As I read about the Esperanza Garden from DeLind’s article “Place, work, and civic agriculture: Common fields for cultivation” and how it connected people, young and old together, I couldn’t help but want this for the Village Farmer’s Market. I wanted it to be a place where individuals could connect with others around them, both farmers and community members alike, and use food as a bridging point that could help us bond.
Sure, there is a great deal of buying and selling going on. And while DeLind is weary of how a strong focus on capitalistic tendencies could taint the effort toward civic agriculture, I think that this traditional market component could help prevent a few acres of land from being developed into another housing complex, similar to the unfortunate end of the Esperanza Garden. The farmer’s market can become a sort of avenue to fight the food injustices imposed by our economy and the monolithic companies that fill grocery store shelves with processed foods, heavily influencing what millions of Americans eat on a daily basis.
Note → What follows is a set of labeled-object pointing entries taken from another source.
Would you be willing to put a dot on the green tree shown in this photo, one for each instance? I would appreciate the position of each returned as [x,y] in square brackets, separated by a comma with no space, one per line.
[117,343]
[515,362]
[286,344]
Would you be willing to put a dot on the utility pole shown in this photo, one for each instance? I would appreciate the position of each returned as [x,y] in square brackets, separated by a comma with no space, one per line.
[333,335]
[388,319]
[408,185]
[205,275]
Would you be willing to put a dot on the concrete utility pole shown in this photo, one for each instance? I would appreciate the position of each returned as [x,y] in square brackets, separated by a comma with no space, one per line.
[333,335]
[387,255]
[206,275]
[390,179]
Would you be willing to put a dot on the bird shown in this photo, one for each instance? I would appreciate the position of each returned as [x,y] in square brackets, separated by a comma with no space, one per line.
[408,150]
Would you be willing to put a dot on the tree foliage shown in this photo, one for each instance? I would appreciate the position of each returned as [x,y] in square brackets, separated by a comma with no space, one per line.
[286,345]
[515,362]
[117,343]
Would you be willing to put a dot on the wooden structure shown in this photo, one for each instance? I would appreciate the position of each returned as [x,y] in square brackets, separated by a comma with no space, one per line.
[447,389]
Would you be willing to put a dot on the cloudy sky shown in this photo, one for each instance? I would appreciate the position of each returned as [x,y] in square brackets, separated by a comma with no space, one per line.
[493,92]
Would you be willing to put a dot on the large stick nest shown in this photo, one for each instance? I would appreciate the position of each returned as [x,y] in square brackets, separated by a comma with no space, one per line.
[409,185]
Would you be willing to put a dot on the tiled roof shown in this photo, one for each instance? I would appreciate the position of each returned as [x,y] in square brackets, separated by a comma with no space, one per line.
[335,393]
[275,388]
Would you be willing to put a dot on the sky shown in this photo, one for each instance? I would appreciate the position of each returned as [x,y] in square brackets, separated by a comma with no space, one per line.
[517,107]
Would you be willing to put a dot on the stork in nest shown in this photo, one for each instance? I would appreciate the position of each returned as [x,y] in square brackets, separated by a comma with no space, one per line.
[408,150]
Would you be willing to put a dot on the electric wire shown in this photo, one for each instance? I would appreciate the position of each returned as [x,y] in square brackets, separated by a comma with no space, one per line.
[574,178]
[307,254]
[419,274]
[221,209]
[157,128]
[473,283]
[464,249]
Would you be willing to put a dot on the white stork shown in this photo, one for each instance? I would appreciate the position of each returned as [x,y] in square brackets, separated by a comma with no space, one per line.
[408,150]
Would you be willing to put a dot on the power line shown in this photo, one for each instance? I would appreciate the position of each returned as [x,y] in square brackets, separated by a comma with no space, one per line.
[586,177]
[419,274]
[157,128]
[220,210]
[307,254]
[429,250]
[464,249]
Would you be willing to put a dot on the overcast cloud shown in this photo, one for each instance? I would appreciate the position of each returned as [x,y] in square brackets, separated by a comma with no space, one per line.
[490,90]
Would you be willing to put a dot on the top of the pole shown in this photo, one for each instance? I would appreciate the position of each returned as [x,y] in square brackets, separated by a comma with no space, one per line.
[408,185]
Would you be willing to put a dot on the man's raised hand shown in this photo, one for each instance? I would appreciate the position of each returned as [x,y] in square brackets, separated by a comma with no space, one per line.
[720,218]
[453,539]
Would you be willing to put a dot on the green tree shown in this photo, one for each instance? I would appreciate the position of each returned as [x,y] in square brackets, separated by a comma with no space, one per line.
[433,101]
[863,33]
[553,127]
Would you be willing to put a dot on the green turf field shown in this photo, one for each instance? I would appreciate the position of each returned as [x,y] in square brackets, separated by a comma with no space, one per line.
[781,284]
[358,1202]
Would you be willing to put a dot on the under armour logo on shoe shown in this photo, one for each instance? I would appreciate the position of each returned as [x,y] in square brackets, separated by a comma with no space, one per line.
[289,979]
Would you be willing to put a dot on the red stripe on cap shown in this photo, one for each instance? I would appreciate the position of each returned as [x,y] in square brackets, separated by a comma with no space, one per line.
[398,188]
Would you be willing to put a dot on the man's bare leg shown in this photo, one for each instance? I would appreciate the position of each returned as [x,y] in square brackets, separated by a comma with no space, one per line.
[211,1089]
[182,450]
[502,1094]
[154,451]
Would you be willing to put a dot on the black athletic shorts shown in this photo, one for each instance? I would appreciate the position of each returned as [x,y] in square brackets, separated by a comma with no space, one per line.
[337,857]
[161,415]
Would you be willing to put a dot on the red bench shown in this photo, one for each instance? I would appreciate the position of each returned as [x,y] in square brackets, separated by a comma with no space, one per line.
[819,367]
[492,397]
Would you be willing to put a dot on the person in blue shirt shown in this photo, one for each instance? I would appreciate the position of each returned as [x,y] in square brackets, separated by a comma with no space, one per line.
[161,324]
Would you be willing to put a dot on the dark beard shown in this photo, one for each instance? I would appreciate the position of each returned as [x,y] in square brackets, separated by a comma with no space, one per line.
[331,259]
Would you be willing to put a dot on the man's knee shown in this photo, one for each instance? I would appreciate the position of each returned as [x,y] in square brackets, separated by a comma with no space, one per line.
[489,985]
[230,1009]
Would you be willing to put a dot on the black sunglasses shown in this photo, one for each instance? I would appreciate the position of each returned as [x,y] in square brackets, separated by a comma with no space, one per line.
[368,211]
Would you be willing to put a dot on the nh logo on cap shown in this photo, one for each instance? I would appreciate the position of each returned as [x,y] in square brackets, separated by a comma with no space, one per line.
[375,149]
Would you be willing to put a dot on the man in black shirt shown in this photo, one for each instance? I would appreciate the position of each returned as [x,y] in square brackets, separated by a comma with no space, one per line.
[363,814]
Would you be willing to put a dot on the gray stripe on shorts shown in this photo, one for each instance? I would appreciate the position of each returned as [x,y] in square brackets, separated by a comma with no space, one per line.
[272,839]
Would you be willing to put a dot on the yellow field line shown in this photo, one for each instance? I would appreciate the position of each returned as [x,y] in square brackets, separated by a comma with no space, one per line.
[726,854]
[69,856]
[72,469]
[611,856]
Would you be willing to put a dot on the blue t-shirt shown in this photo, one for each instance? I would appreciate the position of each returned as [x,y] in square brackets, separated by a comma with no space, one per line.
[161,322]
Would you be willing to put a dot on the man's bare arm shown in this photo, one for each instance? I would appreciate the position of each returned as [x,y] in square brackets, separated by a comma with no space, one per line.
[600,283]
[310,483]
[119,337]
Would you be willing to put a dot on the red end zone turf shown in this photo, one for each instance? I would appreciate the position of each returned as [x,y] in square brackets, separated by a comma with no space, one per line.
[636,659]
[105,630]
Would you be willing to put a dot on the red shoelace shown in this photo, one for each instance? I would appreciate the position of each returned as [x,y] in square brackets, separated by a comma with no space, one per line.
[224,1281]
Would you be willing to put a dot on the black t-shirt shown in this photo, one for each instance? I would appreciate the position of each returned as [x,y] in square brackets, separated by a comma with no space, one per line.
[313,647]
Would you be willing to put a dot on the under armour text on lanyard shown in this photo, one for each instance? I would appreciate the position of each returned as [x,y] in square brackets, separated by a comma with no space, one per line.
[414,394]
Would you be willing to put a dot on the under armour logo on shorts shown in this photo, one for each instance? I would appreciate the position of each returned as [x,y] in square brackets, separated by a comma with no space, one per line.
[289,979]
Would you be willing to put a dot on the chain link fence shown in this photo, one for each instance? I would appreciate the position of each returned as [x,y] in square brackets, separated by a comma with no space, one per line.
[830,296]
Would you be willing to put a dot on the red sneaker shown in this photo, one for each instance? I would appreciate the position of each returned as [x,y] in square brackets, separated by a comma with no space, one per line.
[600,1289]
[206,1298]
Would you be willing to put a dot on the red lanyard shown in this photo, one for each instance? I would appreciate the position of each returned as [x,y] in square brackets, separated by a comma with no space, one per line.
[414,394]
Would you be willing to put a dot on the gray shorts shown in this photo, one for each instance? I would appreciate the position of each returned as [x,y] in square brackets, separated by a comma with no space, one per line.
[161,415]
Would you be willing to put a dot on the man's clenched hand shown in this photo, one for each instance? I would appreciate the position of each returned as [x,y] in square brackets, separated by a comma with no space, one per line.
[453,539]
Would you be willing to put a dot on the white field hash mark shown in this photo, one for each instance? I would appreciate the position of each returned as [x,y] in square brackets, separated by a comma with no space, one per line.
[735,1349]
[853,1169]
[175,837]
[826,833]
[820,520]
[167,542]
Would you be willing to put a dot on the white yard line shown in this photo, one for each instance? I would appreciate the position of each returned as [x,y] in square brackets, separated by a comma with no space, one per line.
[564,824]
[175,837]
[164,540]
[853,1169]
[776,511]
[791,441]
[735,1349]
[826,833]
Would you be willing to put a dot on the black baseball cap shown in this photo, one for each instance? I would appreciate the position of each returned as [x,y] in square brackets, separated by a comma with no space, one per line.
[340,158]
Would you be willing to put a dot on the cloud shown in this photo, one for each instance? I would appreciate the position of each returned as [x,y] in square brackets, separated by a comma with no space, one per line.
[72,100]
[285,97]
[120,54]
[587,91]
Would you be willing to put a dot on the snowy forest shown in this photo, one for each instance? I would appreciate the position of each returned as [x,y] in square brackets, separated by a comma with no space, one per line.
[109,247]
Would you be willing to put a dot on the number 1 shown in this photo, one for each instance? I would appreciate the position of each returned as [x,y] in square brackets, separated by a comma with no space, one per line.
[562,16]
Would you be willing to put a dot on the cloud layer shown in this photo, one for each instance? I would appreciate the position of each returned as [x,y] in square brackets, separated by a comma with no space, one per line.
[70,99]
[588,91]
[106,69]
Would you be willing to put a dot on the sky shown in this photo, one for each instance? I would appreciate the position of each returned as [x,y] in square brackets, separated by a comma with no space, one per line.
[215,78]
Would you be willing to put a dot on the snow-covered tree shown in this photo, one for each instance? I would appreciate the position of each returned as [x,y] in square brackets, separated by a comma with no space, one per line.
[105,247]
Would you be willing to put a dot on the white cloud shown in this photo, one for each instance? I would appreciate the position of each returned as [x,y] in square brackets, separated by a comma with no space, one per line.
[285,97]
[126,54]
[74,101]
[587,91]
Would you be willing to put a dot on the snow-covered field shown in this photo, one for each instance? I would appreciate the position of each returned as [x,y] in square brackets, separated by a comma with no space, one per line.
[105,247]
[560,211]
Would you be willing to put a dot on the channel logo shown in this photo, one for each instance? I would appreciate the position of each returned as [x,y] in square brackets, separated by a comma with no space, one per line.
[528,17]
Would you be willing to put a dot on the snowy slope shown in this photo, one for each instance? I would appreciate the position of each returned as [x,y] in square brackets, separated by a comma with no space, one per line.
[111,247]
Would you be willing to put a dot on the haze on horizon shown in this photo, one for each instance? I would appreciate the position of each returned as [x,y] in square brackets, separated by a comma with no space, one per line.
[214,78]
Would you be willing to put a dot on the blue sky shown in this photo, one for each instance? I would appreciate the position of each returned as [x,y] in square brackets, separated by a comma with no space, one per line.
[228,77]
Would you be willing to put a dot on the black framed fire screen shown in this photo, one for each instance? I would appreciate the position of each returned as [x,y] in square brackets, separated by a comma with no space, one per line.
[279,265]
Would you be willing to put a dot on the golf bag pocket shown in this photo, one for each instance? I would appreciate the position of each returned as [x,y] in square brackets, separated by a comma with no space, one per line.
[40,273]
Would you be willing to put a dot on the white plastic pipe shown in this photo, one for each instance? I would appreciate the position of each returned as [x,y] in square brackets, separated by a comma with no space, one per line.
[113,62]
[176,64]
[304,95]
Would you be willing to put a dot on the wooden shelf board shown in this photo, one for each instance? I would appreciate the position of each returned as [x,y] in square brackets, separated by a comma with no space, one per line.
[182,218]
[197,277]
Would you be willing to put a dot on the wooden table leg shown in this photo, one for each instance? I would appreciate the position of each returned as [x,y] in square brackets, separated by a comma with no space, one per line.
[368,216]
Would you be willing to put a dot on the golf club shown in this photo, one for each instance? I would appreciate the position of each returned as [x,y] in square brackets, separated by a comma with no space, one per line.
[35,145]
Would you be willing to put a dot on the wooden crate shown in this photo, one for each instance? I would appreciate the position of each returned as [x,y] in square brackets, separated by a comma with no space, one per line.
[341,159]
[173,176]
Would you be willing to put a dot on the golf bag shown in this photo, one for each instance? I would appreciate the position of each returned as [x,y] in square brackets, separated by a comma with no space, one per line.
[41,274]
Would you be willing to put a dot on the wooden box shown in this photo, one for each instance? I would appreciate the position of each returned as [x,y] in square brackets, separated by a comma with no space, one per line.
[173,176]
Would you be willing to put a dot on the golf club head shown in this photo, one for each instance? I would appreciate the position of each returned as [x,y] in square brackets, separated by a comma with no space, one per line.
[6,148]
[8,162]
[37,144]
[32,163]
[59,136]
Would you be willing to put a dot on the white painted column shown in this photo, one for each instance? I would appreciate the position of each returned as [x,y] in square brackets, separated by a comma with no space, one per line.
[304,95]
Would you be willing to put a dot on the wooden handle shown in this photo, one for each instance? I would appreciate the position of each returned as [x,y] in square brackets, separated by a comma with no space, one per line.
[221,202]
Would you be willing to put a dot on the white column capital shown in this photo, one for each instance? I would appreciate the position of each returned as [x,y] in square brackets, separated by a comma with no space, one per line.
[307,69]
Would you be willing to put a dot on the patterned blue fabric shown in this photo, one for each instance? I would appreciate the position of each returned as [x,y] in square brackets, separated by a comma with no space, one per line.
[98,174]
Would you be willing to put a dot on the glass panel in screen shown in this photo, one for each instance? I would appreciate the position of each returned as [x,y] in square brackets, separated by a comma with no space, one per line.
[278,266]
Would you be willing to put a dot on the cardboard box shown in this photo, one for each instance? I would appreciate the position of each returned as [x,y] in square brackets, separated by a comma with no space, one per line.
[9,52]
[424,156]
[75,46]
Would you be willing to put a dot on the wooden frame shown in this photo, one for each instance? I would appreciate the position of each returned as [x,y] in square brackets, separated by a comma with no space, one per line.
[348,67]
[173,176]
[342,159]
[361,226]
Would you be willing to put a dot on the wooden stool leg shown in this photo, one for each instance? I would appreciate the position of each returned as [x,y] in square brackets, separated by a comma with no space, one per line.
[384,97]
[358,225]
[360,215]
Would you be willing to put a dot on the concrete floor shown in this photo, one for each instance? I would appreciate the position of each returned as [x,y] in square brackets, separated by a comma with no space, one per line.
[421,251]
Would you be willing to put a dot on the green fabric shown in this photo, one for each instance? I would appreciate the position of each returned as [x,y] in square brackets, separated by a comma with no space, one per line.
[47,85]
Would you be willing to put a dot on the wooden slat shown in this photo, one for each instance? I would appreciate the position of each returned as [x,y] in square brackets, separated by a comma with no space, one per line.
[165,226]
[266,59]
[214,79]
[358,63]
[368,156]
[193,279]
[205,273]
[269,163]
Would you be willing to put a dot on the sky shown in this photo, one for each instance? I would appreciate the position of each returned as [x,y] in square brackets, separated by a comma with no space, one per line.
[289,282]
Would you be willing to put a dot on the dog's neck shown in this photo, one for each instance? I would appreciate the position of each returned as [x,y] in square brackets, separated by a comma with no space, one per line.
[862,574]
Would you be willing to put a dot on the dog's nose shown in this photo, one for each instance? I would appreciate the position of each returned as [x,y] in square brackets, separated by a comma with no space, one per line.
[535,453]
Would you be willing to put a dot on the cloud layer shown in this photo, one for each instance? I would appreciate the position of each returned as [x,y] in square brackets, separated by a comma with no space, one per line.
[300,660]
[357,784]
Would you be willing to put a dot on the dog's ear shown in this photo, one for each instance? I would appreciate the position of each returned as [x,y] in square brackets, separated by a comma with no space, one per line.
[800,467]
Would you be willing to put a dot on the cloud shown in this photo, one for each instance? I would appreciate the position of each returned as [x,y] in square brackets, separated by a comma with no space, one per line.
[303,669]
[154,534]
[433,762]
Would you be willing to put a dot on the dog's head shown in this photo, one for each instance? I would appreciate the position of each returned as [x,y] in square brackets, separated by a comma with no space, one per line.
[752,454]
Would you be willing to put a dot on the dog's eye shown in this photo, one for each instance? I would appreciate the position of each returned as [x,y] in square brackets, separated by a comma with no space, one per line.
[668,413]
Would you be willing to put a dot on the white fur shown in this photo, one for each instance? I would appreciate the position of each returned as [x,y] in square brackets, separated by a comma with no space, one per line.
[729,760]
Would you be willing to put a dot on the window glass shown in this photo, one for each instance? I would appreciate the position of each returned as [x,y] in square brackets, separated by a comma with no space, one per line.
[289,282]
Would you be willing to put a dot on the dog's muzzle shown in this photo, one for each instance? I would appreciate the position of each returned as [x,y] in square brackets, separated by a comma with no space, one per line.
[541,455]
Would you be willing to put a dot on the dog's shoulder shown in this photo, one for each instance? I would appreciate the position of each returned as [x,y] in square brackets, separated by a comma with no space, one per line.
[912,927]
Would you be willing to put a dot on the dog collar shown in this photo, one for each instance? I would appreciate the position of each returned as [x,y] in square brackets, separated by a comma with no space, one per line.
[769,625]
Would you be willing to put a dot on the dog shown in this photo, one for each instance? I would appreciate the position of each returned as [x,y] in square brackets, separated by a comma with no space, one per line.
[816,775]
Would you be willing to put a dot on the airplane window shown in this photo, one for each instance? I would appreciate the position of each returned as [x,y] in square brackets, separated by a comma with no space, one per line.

So even if we take advantage of traditional marketing relations to help establish and sustain a farmer’s market, how do we foster good citizenship?
I think it’s by encouraging people to take the work into their homes in any way they can. While taking time to cook a meal with fresh vegetables might not be as unique as maple syruping or as ideal as working directly with the soil itself, I think it’s the place where many families have to start. Our sense of community, I think, is intertwined with our interaction with fresh food; it will arise from the discussion between farmers and the people they meet, the exchanges between people as they share and talk about what they made for dinner with the vegetables they bought, and the local events and performances within this space that can unify different people.